Sandra Newman’s Julia has a connoisseur’s nose for body odor. When she gets close to another person or animal, she almost always notices their smell — manly, dusty, dungy, a hint of talcum powder. When she suppresses emotion, she sweats. She sprains her wrist and tears rise “of themselves like sweat.” In a pivotal scene, she unblocks a gruesomely overflowing toilet. This abundance of bodily functions feels like a reminder of George Orwell’s original Julia in Nineteen Eighty-Four, whose physical abandon makes her an object of desire and symbol of rebellion.
This fantasy is punctured in Julia. Bodies are sensuous but they are also skin-crawlingly horrible. Mutilated wrecks, with teeth and nails removed in the Ministry of Love, creep around London on all fours. Suffering and sensuality become two sides of the same problem when Julia is confronted with flesh-eating rats: “They wanted a meal. But that was all they wanted.” Not malevolence, just bodies being bodies: “These were animals,” she says, and might be talking about the humans too.
Unexpectedly for a novel riffing on Orwell’s political dystopia, it seems like it wants to be the opposite of political. The way bodies are handled — their need for comfort, their impulse for survival — doesn’t leave room for much else. Beliefs and relationships dissolve into delusion or “sham.” If Orwell’s novel is a fable of ideology gone wrong, Julia is the story of a young woman who believes in nothing. The book dispels many of Nineteen Eighty-Four’s ambiguities (the curtain draws back and reveals Big Brother, a senile old man who has soiled himself) and lacks its conviction. Sometimes this allows for subtler shading but often it just feels apathetic and directionless.

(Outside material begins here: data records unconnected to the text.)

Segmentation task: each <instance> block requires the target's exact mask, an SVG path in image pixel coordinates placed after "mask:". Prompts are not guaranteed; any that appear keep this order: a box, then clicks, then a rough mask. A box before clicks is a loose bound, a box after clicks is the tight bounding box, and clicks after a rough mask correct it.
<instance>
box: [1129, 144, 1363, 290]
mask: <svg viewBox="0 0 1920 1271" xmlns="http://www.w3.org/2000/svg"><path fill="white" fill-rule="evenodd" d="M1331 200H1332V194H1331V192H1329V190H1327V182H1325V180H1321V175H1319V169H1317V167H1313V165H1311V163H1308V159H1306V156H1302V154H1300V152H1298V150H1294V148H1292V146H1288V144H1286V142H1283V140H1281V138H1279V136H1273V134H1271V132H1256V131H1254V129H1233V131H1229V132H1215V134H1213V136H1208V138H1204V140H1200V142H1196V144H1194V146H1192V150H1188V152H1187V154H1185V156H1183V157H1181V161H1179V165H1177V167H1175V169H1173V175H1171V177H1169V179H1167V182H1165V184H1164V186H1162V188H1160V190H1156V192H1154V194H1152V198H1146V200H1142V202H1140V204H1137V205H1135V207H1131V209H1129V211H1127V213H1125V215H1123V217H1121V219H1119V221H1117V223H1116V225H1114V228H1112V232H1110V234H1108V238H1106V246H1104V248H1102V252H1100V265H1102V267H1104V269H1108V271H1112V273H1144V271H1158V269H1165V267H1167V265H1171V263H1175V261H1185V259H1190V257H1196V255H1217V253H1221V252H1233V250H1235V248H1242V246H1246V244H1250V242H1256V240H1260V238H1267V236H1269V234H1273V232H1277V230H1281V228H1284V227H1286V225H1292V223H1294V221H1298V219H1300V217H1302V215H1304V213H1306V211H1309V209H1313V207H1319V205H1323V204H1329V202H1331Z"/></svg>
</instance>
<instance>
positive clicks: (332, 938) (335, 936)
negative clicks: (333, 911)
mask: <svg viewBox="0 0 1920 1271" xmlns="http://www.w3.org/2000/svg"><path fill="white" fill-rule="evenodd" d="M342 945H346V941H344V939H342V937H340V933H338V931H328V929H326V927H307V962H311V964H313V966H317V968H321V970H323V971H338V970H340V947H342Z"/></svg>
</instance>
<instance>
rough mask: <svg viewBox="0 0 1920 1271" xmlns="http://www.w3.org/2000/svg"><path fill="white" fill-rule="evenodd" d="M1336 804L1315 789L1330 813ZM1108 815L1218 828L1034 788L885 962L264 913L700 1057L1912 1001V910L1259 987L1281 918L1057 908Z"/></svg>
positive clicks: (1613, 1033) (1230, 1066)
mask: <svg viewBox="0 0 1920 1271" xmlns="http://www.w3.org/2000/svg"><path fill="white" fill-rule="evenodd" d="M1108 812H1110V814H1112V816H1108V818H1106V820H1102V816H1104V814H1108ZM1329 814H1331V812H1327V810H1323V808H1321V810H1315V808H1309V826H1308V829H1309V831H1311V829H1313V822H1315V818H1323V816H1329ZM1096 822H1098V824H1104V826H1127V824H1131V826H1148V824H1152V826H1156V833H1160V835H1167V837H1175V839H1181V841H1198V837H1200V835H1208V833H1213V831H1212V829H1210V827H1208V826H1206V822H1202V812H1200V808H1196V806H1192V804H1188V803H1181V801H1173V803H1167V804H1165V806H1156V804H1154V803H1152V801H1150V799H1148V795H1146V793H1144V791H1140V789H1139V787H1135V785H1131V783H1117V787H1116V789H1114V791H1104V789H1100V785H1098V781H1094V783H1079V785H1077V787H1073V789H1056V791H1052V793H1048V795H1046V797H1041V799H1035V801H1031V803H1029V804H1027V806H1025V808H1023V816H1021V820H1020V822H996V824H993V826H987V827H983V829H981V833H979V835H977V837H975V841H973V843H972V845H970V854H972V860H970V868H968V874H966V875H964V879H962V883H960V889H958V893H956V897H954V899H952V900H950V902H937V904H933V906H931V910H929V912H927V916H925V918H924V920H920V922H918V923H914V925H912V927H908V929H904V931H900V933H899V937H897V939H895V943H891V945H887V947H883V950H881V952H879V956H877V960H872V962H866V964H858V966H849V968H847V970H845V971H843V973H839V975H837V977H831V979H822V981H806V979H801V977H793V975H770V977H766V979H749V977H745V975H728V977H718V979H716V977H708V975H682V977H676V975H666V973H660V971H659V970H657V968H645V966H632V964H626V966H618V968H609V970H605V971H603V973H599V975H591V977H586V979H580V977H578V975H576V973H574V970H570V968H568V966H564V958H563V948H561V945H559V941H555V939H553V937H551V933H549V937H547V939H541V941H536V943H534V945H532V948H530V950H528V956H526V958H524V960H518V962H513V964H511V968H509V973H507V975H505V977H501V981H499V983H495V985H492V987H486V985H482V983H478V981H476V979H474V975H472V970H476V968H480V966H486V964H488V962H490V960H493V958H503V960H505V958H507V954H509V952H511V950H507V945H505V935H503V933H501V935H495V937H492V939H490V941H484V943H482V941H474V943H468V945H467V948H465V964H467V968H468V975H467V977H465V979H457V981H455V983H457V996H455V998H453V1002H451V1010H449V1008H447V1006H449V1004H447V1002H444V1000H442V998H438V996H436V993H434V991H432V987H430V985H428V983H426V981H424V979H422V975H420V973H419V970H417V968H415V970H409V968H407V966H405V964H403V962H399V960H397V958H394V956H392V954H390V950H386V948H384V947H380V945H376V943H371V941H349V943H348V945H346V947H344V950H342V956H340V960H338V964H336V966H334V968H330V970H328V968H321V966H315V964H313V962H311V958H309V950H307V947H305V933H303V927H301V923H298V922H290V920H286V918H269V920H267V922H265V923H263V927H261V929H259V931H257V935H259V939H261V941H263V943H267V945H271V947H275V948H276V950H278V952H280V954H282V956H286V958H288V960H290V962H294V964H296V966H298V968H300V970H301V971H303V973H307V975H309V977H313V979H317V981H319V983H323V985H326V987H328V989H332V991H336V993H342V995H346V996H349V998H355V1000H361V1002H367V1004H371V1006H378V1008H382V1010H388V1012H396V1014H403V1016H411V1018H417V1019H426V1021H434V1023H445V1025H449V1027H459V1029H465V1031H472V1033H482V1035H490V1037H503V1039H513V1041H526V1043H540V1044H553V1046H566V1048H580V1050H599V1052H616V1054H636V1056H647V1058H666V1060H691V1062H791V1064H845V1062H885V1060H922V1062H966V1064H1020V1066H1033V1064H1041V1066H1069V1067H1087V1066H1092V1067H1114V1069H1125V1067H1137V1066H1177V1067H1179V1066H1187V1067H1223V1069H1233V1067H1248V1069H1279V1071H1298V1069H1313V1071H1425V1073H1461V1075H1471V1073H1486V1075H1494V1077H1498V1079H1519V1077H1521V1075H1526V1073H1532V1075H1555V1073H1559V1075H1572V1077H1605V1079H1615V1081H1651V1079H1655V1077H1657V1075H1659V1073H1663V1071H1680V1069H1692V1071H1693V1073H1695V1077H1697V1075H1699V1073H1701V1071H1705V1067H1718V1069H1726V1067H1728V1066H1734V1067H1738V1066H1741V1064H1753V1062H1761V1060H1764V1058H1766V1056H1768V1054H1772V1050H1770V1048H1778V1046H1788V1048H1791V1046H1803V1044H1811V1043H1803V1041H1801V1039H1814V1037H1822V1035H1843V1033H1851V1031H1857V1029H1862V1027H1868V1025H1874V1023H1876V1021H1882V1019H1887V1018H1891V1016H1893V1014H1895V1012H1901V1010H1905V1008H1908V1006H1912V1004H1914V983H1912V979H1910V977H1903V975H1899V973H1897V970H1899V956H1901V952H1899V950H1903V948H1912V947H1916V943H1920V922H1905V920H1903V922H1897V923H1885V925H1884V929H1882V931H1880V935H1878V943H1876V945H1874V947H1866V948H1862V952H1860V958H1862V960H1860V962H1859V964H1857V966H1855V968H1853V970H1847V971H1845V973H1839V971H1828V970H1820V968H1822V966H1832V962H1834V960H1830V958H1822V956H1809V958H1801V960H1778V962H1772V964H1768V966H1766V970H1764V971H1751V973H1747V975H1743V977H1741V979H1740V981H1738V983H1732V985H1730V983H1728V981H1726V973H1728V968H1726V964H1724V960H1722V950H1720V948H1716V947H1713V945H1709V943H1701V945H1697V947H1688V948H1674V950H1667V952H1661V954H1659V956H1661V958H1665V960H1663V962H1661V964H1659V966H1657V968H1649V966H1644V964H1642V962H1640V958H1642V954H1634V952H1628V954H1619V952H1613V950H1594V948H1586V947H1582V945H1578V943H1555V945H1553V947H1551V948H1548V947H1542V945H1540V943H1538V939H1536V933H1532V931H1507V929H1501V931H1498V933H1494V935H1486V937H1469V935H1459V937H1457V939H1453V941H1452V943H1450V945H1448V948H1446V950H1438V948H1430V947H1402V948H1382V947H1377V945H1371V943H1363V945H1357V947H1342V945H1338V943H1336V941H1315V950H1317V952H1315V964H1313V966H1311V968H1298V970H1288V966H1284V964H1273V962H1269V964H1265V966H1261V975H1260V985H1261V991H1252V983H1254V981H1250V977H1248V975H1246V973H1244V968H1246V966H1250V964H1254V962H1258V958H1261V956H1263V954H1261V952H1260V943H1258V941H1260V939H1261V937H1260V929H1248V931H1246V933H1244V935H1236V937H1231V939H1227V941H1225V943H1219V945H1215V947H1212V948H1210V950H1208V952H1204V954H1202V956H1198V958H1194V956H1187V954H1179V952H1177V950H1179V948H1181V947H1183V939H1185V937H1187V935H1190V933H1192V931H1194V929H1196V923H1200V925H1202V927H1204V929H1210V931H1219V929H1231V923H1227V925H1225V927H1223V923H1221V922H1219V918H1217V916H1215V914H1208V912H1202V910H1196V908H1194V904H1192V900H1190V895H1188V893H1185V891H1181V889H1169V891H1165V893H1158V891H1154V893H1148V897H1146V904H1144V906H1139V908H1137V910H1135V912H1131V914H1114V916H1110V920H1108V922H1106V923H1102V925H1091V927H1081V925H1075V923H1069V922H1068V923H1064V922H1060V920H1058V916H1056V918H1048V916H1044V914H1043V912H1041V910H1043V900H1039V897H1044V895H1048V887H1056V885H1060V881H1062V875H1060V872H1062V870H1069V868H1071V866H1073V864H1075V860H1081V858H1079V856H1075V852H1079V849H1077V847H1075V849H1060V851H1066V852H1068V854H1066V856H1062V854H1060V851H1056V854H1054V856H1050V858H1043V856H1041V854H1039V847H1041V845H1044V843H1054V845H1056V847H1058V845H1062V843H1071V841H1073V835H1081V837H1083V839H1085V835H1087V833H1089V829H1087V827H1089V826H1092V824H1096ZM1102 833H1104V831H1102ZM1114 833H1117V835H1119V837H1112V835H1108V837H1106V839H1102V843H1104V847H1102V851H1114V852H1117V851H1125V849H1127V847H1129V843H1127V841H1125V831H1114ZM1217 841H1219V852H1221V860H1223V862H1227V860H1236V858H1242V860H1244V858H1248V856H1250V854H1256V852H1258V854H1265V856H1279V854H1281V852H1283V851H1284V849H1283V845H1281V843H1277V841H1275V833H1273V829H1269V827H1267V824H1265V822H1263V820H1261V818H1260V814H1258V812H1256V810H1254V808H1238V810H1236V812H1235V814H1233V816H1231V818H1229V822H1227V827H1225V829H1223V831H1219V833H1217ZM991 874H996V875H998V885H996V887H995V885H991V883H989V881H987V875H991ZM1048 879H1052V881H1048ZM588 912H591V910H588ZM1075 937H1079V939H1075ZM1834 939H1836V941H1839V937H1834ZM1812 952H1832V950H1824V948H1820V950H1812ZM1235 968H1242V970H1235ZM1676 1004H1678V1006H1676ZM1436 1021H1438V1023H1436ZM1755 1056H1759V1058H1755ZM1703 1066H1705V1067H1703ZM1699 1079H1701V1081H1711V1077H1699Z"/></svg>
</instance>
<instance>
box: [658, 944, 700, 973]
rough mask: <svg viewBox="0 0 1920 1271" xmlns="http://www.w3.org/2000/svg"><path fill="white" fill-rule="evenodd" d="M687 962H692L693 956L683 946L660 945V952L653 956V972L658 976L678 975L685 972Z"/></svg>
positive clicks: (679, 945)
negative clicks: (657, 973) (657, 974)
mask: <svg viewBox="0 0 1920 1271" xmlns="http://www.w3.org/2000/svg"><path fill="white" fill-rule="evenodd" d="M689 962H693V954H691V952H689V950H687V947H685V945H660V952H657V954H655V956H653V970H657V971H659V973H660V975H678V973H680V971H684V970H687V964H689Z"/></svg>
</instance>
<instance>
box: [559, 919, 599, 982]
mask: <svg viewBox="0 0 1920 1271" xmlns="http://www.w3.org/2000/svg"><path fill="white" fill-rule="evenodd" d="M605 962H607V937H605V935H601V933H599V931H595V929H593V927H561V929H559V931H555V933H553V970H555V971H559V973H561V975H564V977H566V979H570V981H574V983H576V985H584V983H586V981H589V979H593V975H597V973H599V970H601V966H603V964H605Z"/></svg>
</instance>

After her time in the Ministry of Love, Julia begins reading novels produced by machines, with titles such as War Nurse. Her life quickly takes on the flavor of these books. She bounces along in a jeep with soldiers who quote Wordsworth and remind her of the airmen she idolized as a child. It feels like the false ending of Terry Gilliam’s Brazil but without the punchline revealing it as escapist fantasy. Of her own complicity in murder, Julia reflects: “One had no choice. One tried to be kind whenever one could. One survived and then one was sorry.” By the end, Julia only longs to put roses in her hair and take a bubble bath in a golden tub.